Good luck with it. In a ratmodel it was superior for OCD compared to memantine.


----------



## crayzyMed (Nov 2, 2006)

This is some research i gathered on memantine a while ago.

*Amantadine*

Amantadine has a few promosing animal studies, however it isnt investigated as much as memantine, it may be a good option for those that cannot afford memantine or cannot get it prescribed.

*Amantadine is structurally and functionally related to memantine and has recently been shown to inhibit marble burying in mice [152]. The overall effectiveness of amantadine in this model was more favorable than memantine and riluzole. *This result led the authors to propose the use of amantadine in the treatment of OCD. Amantadine has not been tested in OCD but has been approved by the FDA as an antiviral medication and is used in the treatment of Parkinson's disease (PD). Curiously, an in vitro study comparing amantadine and memantine action in neurons from different brain regions suggested that at therapeutically relevant doses amantadine is more active in the striatum, whereas memantine is more active in other brain structures [153]. *The basis for this functional dichotomy is unknown, but nonetheless may hint at greater potential for amantadine over memantine in treating OCD.*
http://www.ncbi.nlm.nih.gov/pmc/articles/PMC2746669/

Effects of amantadine and budipine on antidepressant drug-evoked changes in extracellular 5-HT in the frontal cortex of freely moving rats
Acute administration of amantadine (40 mg kg-1), budipine (10 mg kg-1), REB (10 mg kg-1), PAROX (10 mg kg-1) or CLOM (10 mg kg-1) all failed to significantly alter extracellular 5-HT in the cortex. However, when either amantadine or budipine was administered 30 min prior to any of the three antidepressants, a significant rise in 5-HT was observed. 4 For chronic studies, the effects of the drugs were studied at 4, 7, 14 and 21 days. Amantadine and budipine did not significantly alter extracellular 5-HT at any time point. The three antidepressant drugs all elicited a gradual increase in 5-HT, which became significant after 14 days and tended to plateau thereafter. When either amantadine (20 mg kg-1) or budipine (5 mg kg-1) was coadministered with any of the three antidepressants, two differences were seen compared with the effects of the antidepressants alone. Firstly, the time required for significant increases in cortical 5-HT was reduced with elevated levels now being observed by 7 days. Secondly, the absolute magnitude of the increase in extracellular 5-HT was markedly greater in these rats from day 7 until the end of the experiment. 5 If, as is widely considered, an increase in extracellular 5-HT represents a critical step in the mechanism of action of antidepressants, these data suggest that combined treatment with clinically tolerated NMDA antagonists such as amantadine could reduce the delay in therapeutic onset of antidepressants as well as possibly enhance their efficacy.

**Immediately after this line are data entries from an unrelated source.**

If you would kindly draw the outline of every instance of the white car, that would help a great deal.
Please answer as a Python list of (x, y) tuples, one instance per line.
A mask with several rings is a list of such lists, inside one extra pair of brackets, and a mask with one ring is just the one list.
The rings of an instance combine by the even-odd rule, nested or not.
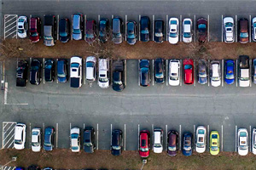
[(253, 129), (252, 133), (252, 152), (256, 155), (256, 128)]
[(109, 87), (109, 60), (99, 59), (98, 84), (102, 88)]
[(207, 148), (207, 128), (204, 126), (199, 126), (196, 128), (195, 151), (203, 153)]
[(235, 24), (232, 17), (225, 17), (223, 20), (224, 39), (225, 42), (235, 42)]
[(179, 85), (180, 61), (171, 60), (169, 62), (169, 84), (170, 86)]
[(192, 20), (189, 18), (184, 19), (183, 22), (183, 42), (192, 42)]
[(238, 129), (237, 133), (237, 150), (240, 156), (246, 156), (248, 154), (248, 132), (246, 128)]
[(70, 59), (70, 87), (82, 86), (82, 58), (73, 56)]
[(27, 21), (26, 16), (19, 16), (17, 23), (17, 35), (20, 38), (26, 37)]
[(70, 148), (72, 152), (80, 151), (80, 129), (79, 128), (70, 129)]
[(163, 129), (154, 128), (154, 153), (162, 153), (163, 151)]
[(23, 150), (26, 143), (26, 124), (17, 123), (15, 128), (14, 145), (16, 150)]
[(41, 128), (35, 128), (32, 130), (32, 150), (34, 152), (38, 152), (41, 150)]
[(211, 84), (218, 87), (221, 84), (221, 72), (219, 61), (211, 62)]
[(94, 82), (96, 80), (96, 59), (95, 56), (86, 58), (86, 80), (88, 82)]
[(176, 44), (178, 42), (178, 19), (171, 18), (169, 20), (169, 42), (172, 44)]

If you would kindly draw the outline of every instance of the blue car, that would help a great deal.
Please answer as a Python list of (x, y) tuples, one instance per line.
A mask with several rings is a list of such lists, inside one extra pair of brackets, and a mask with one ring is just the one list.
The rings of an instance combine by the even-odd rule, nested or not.
[(192, 155), (192, 141), (193, 135), (191, 133), (185, 133), (183, 134), (183, 154), (186, 156)]
[(233, 60), (225, 61), (224, 80), (227, 84), (233, 84), (235, 82), (235, 62)]
[(46, 151), (50, 151), (54, 148), (54, 133), (55, 128), (52, 127), (48, 127), (44, 130), (44, 150)]
[(57, 63), (57, 76), (60, 82), (66, 82), (67, 80), (67, 60), (60, 60)]

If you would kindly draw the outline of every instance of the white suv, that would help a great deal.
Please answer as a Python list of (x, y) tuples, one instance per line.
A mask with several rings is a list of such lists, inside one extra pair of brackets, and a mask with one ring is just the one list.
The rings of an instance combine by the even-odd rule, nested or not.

Effects of amantadine and budipine on antidepressant drug-evoked changes in extracellular dopamine in the frontal cortex of freely moving rats
When amantadine or budipine was administered 30 min before the antidepressants, DA increases were markedly greater than following the antidepressants alone. Chronically drug effects were studied at 4, 7, 14 and 21 days. Amantadine and budipine did not significantly alter extracellular DA at any time. The three antidepressants elicited a gradual increase in DA which became significant after 7 days and tended to plateau thereafter. When amantadine (20 mg/kg) or budipine (5 mg/kg) was co-administered with the three antidepressants, two differences were seen compared with the antidepressants alone. Firstly, the time required for significant increases in cortical DA was reduced with elevated levels now being observed by 4 days. Secondly, the increase in extracellular DA was greater in these rats throughout the experiment. If increased extracellular DA represents a step in the mechanism of action of antidepressants, these data suggest that combined treatment with clinically tolerated NMDA antagonists such as amantadine could reduce the delay in therapeutic onset of antidepressants and possibly enhance their efficacy.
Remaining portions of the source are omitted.